MODELLEME VE SINIFLANDIRMA
Derin öğrenme modelleri, bu öznitelikler üzerinden analiz yaparak, nesneleri tanımlar. Sınıflandırmalar yapar ya da nesnelerin yerlerini belirler. Tanımlanan beklentiye göre yapılan işlemler çeşitlenir. İnsan veya başka bir canlı mı? Canlı ise, tasnif edilmesi beklenen nedir? Kedi mi, köpek mi veya başka bir canlı mı?
Örnek: Fotoğraf çekerken kameranın fotoğraftaki yüzleri tanıyabilmesi ve onlara odaklanabilmesi.
KARAR ALMA: Sonuçlar, görüntülerdeki nesnelerin etkileşimlerini anlamak ve ona göre karar almak amacıyla kullanılır. Mesela; iş yerinde ek yetki ile girilebilecek bir alana girişte yüz tanıma kullanılıyorsa, girmek isteyen kişinin izin verilenler arasında olduğundan emin olduktan sonra kapının açılması gibi.
UYGULAMA ALANLARI
Bilgisayarlı görü teknolojisinin başlıca uygulama alanları şunlardır:
1-YÜZ TANIMA: Yüz tanıma, bilgisayarlı görü teknolojisinin en bilinen ve yaygın kullanılan alanlardan biridir. Güvenlik sistemleri, sosyal medya platformları ve telefonlarda kullanılan yüz tanıma yazılımları, kullanıcıların kimliklerini doğrulamak için görsel verileri işler. Yüz tanıma, kişinin yüz özelliklerini analiz eder ve veri tabanındaki diğer yüzlerle karşılaştırarak bir kimlik doğrulama işlemi yapar. Bankaların dijital bankacılık uygulamalarında kimlik kartının yanında yüz tanımayı kullanması gibi.
2- OTONOM ARAÇLAR: Otonom araçlar, çevrelerini algılayarak kararlar alabilen araçlardır. Bu araçlar, bilgisayarlı görü teknolojisi sayesinde, yol üzerindeki engelleri, diğer araçları, yayaları ve trafik işaretlerini algılar. Bu sayede, sürücüsüz bir şekilde güvenli bir yolculuk yapılabilir. Bu alandaki en büyük zorluklardan biri, araçların karmaşık çevresel koşullarda doğru ve hızlı kararlar alabilmesidir. Yoldaki yayanın kim olduğu bilgisine dolayısıyla yüz tanımaya bu uygulamada ihtiyaç yoktur. Ancak trafik işaretlerini algılamak hayati öneme sahiptir.

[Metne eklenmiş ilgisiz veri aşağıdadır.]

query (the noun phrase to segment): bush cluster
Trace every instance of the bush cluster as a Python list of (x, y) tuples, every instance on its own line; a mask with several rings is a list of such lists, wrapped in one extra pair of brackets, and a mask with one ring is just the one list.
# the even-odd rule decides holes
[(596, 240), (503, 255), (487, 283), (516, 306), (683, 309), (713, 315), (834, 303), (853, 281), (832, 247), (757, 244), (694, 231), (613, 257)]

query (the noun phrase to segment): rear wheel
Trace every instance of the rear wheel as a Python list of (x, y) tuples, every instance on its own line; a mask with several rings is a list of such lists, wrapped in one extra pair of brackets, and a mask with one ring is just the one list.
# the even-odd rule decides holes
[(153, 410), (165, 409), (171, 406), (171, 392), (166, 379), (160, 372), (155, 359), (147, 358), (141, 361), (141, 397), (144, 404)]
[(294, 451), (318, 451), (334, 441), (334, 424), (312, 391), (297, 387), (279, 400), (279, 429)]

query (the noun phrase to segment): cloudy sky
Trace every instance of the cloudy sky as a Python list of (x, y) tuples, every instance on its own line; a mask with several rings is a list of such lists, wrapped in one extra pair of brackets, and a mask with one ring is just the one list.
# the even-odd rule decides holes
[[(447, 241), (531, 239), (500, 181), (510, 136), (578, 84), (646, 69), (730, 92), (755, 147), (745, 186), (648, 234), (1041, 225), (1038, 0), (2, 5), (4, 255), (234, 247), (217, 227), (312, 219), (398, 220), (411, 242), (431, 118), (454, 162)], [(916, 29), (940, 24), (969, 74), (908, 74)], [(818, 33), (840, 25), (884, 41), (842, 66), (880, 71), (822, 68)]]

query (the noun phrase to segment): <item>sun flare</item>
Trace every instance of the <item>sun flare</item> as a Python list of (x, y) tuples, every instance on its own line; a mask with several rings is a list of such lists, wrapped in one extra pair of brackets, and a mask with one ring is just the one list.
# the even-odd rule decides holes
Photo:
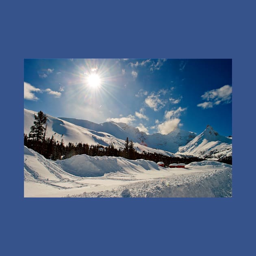
[(87, 79), (88, 85), (93, 88), (97, 88), (100, 85), (100, 78), (97, 74), (91, 74)]

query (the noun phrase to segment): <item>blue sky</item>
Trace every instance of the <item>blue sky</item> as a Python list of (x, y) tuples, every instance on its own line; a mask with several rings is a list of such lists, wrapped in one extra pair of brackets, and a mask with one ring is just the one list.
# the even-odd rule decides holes
[(147, 133), (232, 135), (231, 59), (25, 59), (24, 106)]

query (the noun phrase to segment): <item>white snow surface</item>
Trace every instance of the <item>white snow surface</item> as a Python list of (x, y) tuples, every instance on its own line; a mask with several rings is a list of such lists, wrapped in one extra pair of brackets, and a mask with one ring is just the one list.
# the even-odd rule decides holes
[(24, 197), (230, 197), (232, 165), (166, 168), (152, 161), (74, 156), (52, 161), (24, 146)]
[[(27, 134), (28, 136), (30, 132), (31, 126), (33, 125), (33, 122), (35, 121), (34, 114), (37, 115), (37, 113), (34, 111), (24, 109), (24, 133)], [(122, 139), (115, 137), (112, 134), (85, 128), (67, 121), (49, 115), (47, 115), (48, 118), (47, 123), (46, 137), (51, 137), (52, 135), (53, 135), (55, 139), (60, 142), (62, 139), (63, 139), (65, 144), (71, 142), (75, 145), (76, 143), (81, 142), (87, 143), (89, 145), (100, 144), (106, 147), (109, 146), (111, 143), (112, 143), (114, 147), (117, 149), (124, 148), (125, 147), (125, 140), (127, 137), (125, 137), (124, 139)], [(80, 121), (85, 121), (85, 120)], [(95, 127), (95, 128), (98, 129), (99, 126), (101, 126), (101, 125), (98, 125), (89, 121), (86, 121), (86, 122), (89, 124), (91, 123), (90, 124), (91, 128)], [(82, 124), (84, 124), (83, 122), (82, 123)], [(119, 133), (119, 135), (121, 135), (121, 133), (124, 132), (115, 124), (111, 122), (104, 124), (105, 127), (108, 127), (108, 128), (106, 130), (110, 132), (113, 130), (116, 133)], [(117, 131), (119, 131), (118, 132)], [(129, 139), (130, 139), (130, 138), (129, 138)], [(134, 143), (134, 148), (139, 153), (142, 153), (143, 151), (145, 151), (146, 152), (149, 152), (153, 153), (156, 153), (170, 156), (180, 157), (178, 155), (171, 153), (171, 152), (152, 148), (141, 145), (138, 142)]]
[(232, 155), (232, 140), (219, 135), (208, 125), (202, 133), (185, 146), (180, 147), (176, 154), (217, 159)]
[(98, 124), (85, 120), (66, 117), (60, 118), (84, 128), (111, 134), (123, 140), (128, 137), (129, 139), (139, 144), (169, 152), (176, 152), (179, 147), (185, 145), (196, 136), (194, 132), (179, 128), (167, 135), (160, 133), (149, 135), (124, 123), (105, 122)]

3- OPTİK KARAKTER TANIMA: Çok eski bir uygulama olarak uzun zamandır kullanımda. Ancak bilgisayarda görü yöntemleri ile artık çok daha başarılı sonuçlar elde edilebiliyor.
Aynı şekilde otomatik plaka tanıma sistemlerinde de karakter tanıma öncesinde kullanılan yöntemlerle artık daha iyi tanıma yapılabiliyor.

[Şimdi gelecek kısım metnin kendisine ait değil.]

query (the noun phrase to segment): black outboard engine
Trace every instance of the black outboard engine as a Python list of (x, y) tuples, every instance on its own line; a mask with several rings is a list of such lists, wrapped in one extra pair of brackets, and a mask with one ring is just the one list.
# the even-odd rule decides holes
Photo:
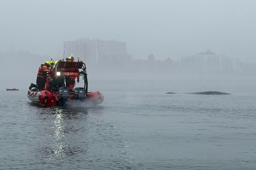
[(74, 97), (75, 99), (84, 100), (84, 89), (82, 87), (75, 88)]
[(58, 95), (59, 102), (57, 103), (59, 106), (64, 106), (65, 102), (68, 98), (68, 87), (60, 87), (59, 89), (59, 94)]

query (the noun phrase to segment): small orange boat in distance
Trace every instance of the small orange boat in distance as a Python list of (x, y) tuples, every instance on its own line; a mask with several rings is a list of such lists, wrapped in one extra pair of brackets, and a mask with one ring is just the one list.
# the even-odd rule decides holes
[(16, 90), (18, 90), (19, 89), (17, 89), (17, 88), (6, 88), (6, 91), (16, 91)]

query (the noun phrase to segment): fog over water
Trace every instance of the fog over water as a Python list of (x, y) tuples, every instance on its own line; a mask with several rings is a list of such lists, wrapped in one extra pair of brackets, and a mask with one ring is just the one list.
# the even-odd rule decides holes
[(176, 61), (210, 49), (255, 63), (256, 7), (242, 0), (1, 0), (0, 51), (54, 57), (64, 41), (84, 37), (126, 42), (135, 59)]
[[(256, 9), (252, 0), (0, 0), (0, 168), (255, 169)], [(103, 102), (33, 104), (40, 65), (82, 38), (126, 43), (127, 55), (103, 61), (74, 55)], [(231, 94), (184, 94), (208, 91)]]

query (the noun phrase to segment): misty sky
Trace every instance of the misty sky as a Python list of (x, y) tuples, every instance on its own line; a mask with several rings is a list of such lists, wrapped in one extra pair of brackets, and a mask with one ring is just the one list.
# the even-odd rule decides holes
[(134, 59), (210, 49), (256, 62), (254, 0), (0, 0), (0, 51), (57, 56), (84, 37), (126, 42)]

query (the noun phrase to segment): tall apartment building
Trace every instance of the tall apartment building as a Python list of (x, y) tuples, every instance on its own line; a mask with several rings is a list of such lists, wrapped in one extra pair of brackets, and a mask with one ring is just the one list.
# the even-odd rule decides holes
[(132, 55), (127, 53), (125, 42), (83, 38), (64, 41), (64, 44), (65, 53), (73, 54), (75, 58), (79, 57), (87, 63), (130, 63), (133, 61)]
[(240, 61), (225, 55), (218, 55), (208, 49), (195, 55), (182, 57), (183, 68), (198, 70), (238, 70), (241, 69)]

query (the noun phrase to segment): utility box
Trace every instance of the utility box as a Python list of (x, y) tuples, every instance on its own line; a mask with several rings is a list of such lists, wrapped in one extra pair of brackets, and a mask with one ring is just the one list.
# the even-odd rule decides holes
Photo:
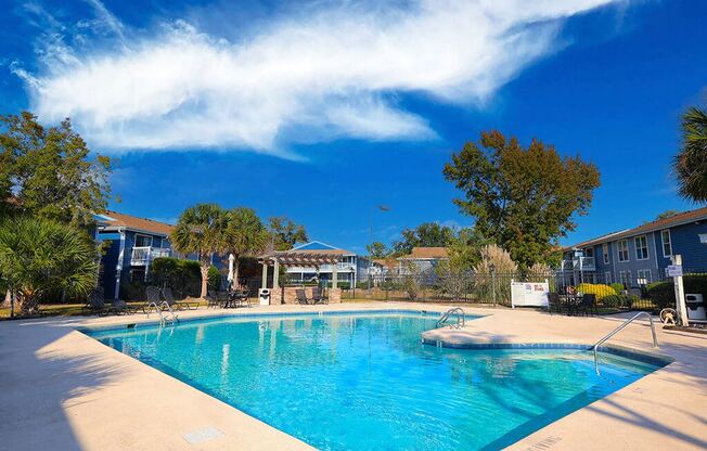
[(270, 288), (258, 289), (258, 301), (261, 306), (270, 305)]
[(691, 321), (707, 321), (707, 309), (705, 298), (700, 294), (685, 294), (685, 307), (687, 307), (687, 319)]

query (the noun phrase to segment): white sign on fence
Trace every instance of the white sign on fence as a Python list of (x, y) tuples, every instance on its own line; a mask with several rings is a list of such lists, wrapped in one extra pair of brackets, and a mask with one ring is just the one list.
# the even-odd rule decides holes
[(511, 281), (511, 306), (549, 307), (548, 293), (550, 286), (544, 282)]
[(668, 267), (666, 268), (666, 275), (668, 278), (681, 278), (682, 265), (668, 265)]

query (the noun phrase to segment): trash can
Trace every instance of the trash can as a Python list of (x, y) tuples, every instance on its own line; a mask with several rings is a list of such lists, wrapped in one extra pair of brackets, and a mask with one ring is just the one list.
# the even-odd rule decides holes
[(705, 309), (705, 299), (700, 294), (686, 294), (685, 307), (687, 307), (687, 319), (696, 321), (707, 321), (707, 309)]
[(258, 300), (261, 306), (270, 305), (270, 288), (258, 289)]

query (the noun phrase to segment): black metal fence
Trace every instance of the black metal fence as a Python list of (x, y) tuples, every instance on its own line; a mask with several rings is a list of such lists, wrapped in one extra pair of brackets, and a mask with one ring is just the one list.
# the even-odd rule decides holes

4- TIBBİ GÖRÜNTÜ ANALİZİ: Tıpta, bilgisayarlı görü teknolojisi, hastalıkların teşhis edilmesinde önemli bir rol oynamaktadır. Özellikle MR, röntgen ve ultrasyon gibi görüntüleme yöntemlerinden elde edilen verilerin analizi, bilgisayarlar tarafından yapılabilir. Bu, doktorların hastalıkları daha hızlı ve doğru bir şekilde teşhis etmelerine yardımcı olur. Örneğin, kanserli hücrelerin veya kalp hastalıklarının tesbiti, YZ destekli görüntü işleme sistemleri ile daha hassas hale gelmiştir.
5- ENDÜSTRİYEL OTOMASYON: Fabrikalarda üretim süreçlerinde, ürünlerin kalite kontrolü için bilgisayarlı görü teknolojisi kullanılır. Görüntüler, hatalı ürünlerin tespit edilmesine, üretim hatalarının belirlenmesine yardımcı olur. Ayrıca, robotlar tarafından taşınan ürünlerin doğru şekilde yerleştirilmesi ve sınıflandırılması için de bu teknoloji kullanılır.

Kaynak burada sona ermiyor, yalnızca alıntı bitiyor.